Google to stop scanning Gmail for ad targeting

This March 23, 2010, file photo shows the Google logo at the Google headquarters in Brussels. Google is going to stop reading your Gmail in search of opportunities to sell ads. The change announced Friday, June 23, 2017 will end a practice that Google has embraced since the company introduced Gmail in 2004, even though it raised concerns among privacy watchdogs and creeped out some users.(AP Photo/Virginia Mayo, File)

Google said Friday it would stop scanning the contents of Gmail users’ inboxes for ad targeting, moving to end a practice that has fueled privacy concerns since the free email service was launched.

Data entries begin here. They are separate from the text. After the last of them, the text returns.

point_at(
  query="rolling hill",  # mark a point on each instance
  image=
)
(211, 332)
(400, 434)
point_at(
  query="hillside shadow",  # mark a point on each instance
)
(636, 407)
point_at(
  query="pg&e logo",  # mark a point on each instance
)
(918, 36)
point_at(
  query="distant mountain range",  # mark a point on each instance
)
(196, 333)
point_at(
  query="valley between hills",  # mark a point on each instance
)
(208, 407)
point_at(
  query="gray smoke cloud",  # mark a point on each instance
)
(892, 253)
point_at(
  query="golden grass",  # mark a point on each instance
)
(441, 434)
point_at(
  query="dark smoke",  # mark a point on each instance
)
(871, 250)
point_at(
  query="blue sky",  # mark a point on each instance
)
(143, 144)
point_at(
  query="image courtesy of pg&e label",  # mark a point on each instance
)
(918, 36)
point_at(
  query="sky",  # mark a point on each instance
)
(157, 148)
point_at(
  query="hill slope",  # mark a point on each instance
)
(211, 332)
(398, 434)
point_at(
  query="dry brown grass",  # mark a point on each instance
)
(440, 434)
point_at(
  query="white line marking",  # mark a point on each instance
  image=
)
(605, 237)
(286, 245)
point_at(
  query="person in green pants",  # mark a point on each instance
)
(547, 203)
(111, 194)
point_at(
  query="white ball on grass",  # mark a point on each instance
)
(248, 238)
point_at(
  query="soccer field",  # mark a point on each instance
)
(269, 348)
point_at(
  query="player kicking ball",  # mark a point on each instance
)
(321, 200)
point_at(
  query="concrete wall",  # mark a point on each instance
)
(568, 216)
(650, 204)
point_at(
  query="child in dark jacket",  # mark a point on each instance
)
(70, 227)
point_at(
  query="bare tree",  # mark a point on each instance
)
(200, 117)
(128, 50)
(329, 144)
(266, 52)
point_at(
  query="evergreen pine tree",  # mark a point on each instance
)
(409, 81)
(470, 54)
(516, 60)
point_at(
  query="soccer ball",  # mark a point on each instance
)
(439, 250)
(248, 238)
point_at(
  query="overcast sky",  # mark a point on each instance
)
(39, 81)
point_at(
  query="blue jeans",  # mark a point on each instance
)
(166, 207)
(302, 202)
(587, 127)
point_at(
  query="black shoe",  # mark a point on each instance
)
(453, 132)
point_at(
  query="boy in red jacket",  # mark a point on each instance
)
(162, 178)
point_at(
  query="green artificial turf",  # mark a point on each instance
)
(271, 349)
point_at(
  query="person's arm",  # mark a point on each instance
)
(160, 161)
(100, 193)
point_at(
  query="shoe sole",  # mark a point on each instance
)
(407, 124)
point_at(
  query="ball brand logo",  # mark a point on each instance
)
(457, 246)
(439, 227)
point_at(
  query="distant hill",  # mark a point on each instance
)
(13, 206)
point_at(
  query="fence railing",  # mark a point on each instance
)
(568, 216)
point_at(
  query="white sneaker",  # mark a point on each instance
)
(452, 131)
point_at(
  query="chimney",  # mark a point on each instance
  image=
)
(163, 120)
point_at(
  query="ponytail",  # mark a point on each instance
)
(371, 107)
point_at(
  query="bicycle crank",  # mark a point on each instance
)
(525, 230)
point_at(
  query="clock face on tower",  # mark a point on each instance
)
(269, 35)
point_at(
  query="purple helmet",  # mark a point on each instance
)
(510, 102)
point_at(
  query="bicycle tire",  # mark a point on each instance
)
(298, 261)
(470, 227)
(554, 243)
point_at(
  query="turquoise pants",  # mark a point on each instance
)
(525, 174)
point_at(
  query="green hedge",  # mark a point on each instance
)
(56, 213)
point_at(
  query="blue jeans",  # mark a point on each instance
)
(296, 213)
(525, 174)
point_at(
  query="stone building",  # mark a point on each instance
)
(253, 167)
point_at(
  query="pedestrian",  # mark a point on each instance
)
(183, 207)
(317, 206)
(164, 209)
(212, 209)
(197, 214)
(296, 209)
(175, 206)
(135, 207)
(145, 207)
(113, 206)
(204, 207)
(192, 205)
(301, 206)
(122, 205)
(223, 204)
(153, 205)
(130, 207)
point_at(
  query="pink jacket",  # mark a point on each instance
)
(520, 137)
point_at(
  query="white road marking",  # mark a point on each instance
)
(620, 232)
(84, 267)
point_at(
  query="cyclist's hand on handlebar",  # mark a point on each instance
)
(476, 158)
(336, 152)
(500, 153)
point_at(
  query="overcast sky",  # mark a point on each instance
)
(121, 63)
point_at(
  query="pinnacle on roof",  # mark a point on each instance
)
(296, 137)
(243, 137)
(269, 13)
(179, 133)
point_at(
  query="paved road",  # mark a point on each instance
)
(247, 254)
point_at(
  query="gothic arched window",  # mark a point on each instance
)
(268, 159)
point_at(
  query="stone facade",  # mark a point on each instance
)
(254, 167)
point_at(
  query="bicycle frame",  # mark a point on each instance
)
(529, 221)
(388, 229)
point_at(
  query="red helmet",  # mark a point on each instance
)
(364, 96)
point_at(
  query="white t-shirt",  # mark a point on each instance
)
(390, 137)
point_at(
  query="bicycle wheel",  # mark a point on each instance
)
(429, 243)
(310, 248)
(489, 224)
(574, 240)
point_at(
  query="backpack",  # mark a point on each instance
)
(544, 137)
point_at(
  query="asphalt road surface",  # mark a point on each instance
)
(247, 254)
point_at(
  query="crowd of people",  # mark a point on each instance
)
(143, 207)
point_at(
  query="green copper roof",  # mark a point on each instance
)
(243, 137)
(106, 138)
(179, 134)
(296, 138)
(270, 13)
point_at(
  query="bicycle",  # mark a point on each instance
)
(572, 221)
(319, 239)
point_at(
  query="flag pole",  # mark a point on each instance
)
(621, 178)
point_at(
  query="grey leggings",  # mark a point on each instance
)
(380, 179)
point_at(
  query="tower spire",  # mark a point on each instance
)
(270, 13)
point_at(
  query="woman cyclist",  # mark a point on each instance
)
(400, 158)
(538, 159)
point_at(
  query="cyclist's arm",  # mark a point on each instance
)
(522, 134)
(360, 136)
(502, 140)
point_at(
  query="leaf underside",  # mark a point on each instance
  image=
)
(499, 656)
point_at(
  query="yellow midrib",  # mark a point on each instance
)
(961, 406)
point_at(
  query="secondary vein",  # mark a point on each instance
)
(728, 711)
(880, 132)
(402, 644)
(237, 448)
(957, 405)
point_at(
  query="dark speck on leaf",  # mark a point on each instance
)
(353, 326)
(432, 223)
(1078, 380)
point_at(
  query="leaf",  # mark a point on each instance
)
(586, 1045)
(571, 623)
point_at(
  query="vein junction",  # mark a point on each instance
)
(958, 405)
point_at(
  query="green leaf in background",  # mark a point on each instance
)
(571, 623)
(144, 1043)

A Google statement said Gmail users would still see “personalized” ads and marketing messages but these would be based on other data, which may include search queries or browsing habits.

Google Cloud senior vice president Diane Greene said in a blog that the free Gmail service would now follow the same practices as its corporate G Suite Gmail.

“Consumer Gmail content will not be used or scanned for any ads personalization after this change,” Greene said.

“This decision brings Gmail ads in line with how we personalize ads for other Google products. Ads shown are based on users’ settings. Users can change those settings at any time, including disabling ads personalization.”

Privacy activists have long complained that the scanning of email contents amounts to unwarranted “eavesdropping” on users.

The internet giant earlier this year reached a settlement in a class action lawsuit in the matter, but a federal judge rejected the deal as inadequate.

US District Judge Lucy Koh ruled in March that the settlement was difficult to understand and “does not clearly disclose the fact that Google intercepts, scans and analyzes the contents of emails sent by non-Gmail users to Gmail users for the purposes of creating user profiles of the Gmail users to create targeted advertising.”

Danny Sullivan, founding editor of the online blog Search Engine Land, called the move a “big change” for Gmail, noting that the scanning of email contents “has been the biggest hit against the services since it began.”